Kemajuan teknologi artificial intelligence (AI) memang membawa banyak manfaat, tapi bukan berarti tanpa sisi gelap. Saat ini, AI juga mulai dimanfaatkan oleh oknum tak bertanggung jawab untuk melakukan penipuan atau scam.
Hal ini diungkapkan oleh Kepala Eksekutif Pengawas Perilaku Pelaku Usaha Jasa Keuangan, Edukasi, dan Perlindungan Konsumen Otoritas Jasa Keuangan (OJK), Friderica Widyasari Dewi. Ia menegaskan teknologi secanggih apa pun bisa disalahgunakan jika jatuh ke tangan yang salah.
Wanita yang akrab disapa Kiki ini mengungkapkan OJK menerima sejumlah aduan dari masyarakat terkait penyalahgunaan teknologi AI, terutama dalam bentuk voice cloning (tiruan suara) dan pemalsuan wajah. Modus-modus ini digunakan pelaku untuk menipu secara meyakinkan, hingga korban rela mentransfer uang dalam jumlah besar.

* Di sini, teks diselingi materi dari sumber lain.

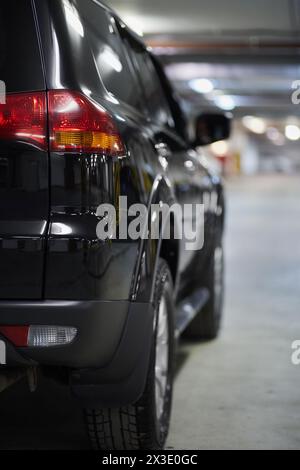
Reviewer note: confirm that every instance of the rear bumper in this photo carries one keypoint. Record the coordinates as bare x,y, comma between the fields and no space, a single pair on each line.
108,359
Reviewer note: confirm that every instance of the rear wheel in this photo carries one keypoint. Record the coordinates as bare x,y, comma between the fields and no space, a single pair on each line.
206,324
145,424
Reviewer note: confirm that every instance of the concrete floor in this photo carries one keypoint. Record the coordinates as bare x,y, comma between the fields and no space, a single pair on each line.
239,392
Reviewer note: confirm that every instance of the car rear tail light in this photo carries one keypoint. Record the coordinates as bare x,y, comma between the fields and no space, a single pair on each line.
18,335
78,124
39,335
23,118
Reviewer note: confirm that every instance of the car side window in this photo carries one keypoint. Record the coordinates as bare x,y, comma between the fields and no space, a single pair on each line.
156,102
109,53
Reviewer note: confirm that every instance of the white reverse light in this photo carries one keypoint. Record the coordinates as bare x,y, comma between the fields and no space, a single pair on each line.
45,336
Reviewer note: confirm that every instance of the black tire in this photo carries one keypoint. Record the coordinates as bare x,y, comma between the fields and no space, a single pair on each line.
137,426
206,324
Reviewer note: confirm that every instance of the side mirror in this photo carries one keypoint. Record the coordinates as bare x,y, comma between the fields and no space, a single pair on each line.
211,127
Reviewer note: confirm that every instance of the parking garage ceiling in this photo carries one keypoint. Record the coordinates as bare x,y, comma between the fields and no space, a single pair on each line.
251,56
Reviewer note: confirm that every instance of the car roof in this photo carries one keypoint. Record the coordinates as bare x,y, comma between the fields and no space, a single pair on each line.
122,23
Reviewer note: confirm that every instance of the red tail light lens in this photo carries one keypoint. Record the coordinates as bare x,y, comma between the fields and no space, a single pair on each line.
78,124
18,335
23,118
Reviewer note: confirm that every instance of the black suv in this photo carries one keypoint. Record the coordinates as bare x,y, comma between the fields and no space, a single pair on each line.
89,116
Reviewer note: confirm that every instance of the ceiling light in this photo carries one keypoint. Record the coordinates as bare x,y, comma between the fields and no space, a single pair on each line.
220,148
254,124
201,85
292,132
225,102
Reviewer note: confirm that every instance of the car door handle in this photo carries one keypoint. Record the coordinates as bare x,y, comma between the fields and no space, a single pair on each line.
163,150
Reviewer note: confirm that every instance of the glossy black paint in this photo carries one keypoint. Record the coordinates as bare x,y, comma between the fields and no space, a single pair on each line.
58,256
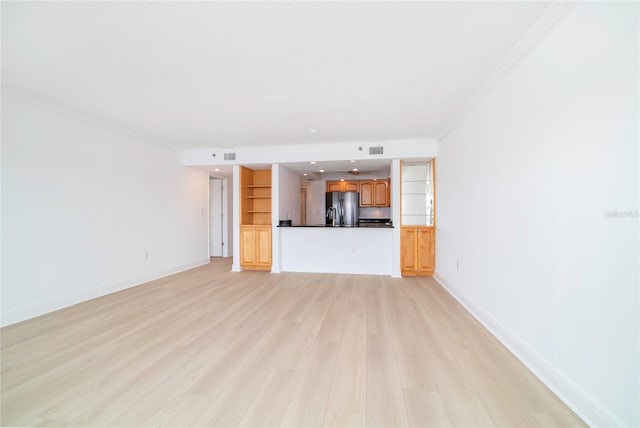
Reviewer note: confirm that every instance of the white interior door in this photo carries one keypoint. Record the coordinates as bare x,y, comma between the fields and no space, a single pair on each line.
215,217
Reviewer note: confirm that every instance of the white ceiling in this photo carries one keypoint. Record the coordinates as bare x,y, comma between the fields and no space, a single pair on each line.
229,74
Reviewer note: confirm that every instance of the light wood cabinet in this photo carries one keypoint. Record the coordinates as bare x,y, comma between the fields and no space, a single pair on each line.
255,247
342,186
255,201
255,226
417,209
381,193
366,193
417,250
374,193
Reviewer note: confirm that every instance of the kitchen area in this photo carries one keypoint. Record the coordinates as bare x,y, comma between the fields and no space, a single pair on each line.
347,227
321,217
287,213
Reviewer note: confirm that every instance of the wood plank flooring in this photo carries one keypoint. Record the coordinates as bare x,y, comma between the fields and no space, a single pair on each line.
208,347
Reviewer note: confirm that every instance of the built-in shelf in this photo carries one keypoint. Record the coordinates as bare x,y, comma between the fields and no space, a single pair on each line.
255,196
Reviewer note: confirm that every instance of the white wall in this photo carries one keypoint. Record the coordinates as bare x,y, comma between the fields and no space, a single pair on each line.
527,180
316,201
289,191
81,206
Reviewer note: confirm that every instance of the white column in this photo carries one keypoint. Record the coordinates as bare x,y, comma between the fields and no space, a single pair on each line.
235,267
396,271
275,218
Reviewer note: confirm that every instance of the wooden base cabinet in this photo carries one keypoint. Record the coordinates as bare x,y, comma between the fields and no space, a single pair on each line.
417,250
255,247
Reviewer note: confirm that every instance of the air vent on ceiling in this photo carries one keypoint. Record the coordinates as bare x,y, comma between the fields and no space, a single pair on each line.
378,150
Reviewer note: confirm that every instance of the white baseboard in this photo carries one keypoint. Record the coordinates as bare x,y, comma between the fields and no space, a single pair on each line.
32,311
583,404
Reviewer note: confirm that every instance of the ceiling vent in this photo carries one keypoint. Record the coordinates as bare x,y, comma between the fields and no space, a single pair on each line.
378,150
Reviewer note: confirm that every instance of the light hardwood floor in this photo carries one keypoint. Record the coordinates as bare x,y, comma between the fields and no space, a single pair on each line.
208,347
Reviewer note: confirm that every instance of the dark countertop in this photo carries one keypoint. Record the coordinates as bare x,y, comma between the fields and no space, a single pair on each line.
360,226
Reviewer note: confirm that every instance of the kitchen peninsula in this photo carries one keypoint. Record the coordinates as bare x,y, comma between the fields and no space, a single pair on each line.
340,249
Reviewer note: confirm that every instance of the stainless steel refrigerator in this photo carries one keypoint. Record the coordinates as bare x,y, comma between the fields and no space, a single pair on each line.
343,208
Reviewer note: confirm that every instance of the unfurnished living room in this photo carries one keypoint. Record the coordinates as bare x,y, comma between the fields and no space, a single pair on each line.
320,213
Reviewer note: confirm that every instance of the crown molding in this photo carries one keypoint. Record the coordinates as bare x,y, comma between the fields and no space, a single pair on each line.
538,30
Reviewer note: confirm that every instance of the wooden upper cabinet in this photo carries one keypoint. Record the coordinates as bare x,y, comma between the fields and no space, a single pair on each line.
351,186
334,186
374,193
342,186
381,193
366,194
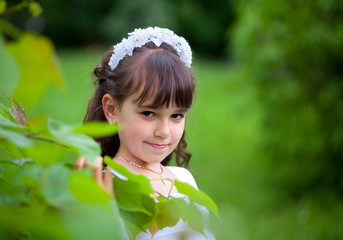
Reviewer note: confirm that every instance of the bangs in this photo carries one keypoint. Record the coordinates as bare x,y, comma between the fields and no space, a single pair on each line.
163,80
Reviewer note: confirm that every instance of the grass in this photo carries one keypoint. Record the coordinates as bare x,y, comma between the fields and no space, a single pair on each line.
223,132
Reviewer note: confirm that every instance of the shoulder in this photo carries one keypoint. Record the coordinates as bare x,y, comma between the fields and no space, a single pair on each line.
183,175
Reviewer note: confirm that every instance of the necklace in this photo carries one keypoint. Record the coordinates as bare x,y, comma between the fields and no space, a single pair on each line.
137,165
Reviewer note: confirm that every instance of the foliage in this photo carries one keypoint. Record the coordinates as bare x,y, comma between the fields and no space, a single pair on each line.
292,51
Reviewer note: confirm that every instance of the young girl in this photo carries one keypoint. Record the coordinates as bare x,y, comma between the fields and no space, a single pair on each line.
145,86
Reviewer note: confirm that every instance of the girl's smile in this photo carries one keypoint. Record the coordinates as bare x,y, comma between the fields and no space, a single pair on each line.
158,146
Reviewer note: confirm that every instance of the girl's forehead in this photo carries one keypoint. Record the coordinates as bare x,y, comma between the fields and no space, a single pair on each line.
150,102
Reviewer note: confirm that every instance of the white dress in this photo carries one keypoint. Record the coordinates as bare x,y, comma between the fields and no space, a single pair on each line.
181,230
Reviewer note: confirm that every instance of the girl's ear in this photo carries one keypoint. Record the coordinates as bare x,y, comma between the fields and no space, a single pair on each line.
109,107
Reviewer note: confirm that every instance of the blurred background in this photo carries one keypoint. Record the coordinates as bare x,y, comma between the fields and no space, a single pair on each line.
266,128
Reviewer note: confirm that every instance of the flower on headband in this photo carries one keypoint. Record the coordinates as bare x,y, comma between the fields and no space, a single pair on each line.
140,37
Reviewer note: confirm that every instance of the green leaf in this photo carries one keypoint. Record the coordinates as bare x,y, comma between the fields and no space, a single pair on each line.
9,68
86,189
79,143
15,137
97,129
196,196
5,122
11,149
18,113
172,209
2,6
54,184
35,9
43,152
38,65
169,212
134,196
19,161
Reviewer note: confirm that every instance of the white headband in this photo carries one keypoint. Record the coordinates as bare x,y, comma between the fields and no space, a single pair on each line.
140,37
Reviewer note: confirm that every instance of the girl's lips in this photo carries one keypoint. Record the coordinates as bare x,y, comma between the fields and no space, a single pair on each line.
158,146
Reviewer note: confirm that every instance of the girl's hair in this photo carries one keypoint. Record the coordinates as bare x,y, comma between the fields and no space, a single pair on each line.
154,72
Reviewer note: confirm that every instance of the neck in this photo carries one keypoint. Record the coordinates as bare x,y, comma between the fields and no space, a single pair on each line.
138,165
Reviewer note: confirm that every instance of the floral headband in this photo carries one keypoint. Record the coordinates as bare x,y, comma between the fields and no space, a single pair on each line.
140,37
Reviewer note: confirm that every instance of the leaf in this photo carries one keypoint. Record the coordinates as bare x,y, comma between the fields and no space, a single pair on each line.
38,65
86,189
11,149
18,113
172,209
79,143
169,212
133,196
44,153
5,122
196,196
19,161
35,9
54,184
9,68
15,137
97,129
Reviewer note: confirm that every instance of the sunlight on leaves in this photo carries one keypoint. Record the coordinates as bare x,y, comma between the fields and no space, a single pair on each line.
197,196
97,129
18,113
81,144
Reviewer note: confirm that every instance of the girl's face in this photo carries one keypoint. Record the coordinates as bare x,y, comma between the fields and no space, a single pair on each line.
148,134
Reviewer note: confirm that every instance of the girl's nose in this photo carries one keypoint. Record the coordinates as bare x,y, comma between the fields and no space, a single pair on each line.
162,129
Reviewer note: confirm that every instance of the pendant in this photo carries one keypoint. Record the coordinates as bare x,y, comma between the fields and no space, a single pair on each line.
163,181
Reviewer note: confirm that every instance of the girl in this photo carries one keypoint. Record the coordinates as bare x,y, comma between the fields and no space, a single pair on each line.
145,86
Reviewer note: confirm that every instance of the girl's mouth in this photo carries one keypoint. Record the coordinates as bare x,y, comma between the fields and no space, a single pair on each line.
158,146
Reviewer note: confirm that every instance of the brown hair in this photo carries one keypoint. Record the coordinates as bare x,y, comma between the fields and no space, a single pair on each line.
155,72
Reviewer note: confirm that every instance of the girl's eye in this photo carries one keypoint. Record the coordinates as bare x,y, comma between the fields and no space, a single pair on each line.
147,114
178,116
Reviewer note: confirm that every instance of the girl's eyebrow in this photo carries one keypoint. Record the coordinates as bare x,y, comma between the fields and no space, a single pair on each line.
178,110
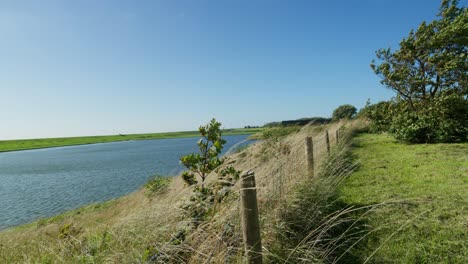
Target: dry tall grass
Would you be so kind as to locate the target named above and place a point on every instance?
(134, 229)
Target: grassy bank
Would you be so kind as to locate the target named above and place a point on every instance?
(23, 144)
(137, 228)
(424, 188)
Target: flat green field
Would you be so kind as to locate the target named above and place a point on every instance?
(425, 187)
(23, 144)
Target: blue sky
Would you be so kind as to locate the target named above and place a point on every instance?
(72, 68)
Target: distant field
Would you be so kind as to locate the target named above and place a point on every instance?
(426, 185)
(23, 144)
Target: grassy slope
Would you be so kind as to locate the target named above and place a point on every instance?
(428, 221)
(23, 144)
(128, 229)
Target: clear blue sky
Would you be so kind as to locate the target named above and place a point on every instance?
(71, 68)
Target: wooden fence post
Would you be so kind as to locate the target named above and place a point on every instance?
(310, 156)
(249, 218)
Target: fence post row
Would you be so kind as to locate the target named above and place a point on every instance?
(310, 156)
(249, 218)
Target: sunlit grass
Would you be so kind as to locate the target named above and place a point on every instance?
(425, 188)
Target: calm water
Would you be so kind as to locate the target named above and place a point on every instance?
(45, 182)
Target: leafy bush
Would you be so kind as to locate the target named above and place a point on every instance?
(346, 111)
(157, 184)
(442, 121)
(380, 114)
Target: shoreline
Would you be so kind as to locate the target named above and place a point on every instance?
(35, 144)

“Kemajuan teknologi dalam artificial intelligence atau AI ini memiliki potensi penyalahgunaan yang sangat besar ya terutama untuk membuat tiruan suara atau voice cloning kemudian membuat tiruan wajah kemudian tentunya untuk menipu dengan cara supaya terlihat meyakinkan,” kata Kiki dalam konferensi pers, Senin (4/8).
Ia menjelaskan, para penipu memanfaatkan AI untuk merekam dan meniru suara orang-orang terdekat korban seperti teman, keluarga, bahkan anak dengan sangat realistis. Tak hanya suara, wajah pun bisa dimanipulasi lewat video palsu yang terlihat sangat nyata.
Dengan maraknya penyebaran video dan suara pribadi di media sosial, para penipu memiliki akses besar untuk mereplikasi identitas seseorang.
“Apalagi saat ini dengan adanya sosial media ya sangat mudah mencari suara dari seseorang karena mereka posting sendiri video-videonya, percakapannya, suaranya bahkan suara anaknya juga masuk di sosial media,” ujarnya.
Berdasarkan data OJK, sejak awal tahun hingga 29 Juli 2025, laporan terbanyak berasal dari penipuan jual-beli online dengan total 39.108 aduan. Di posisi kedua, ada modus fake call alias penipu mengaku sebagai pihak tertentu, dengan 20.628 laporan. Sementara penipuan investasi mencatatkan 14.533 laporan.
Kiki mengimbau masyarakat untuk selalu waspada dan melakukan verifikasi ketika menerima permintaan mencurigakan, khususnya yang berkaitan dengan uang. Ia juga mengingatkan agar masyarakat lebih berhati-hati dalam membagikan data pribadi maupun konten di media sosial.
Dalam kesempatan yang sama, Kiki menjelaskan perkembangan pengaturan terhadap Finfluencer, atau influencer di bidang keuangan. OJK telah menyelesaikan kajian awal dengan melakukan benchmarking ke beberapa negara dan berdiskusi bersama perwakilan Finfluencer, perencana keuangan, praktisi hukum, serta regulator sektor keuangan.
Menurutnya, Finfluencer harus memiliki kapasitas dan kapabilitas memadai, serta memahami produk keuangan yang dipromosikan.
“Finfluencer ini bertanggung jawab atas setiap informasi yang dia sampaikan kepada masyarakat,” tegasnya.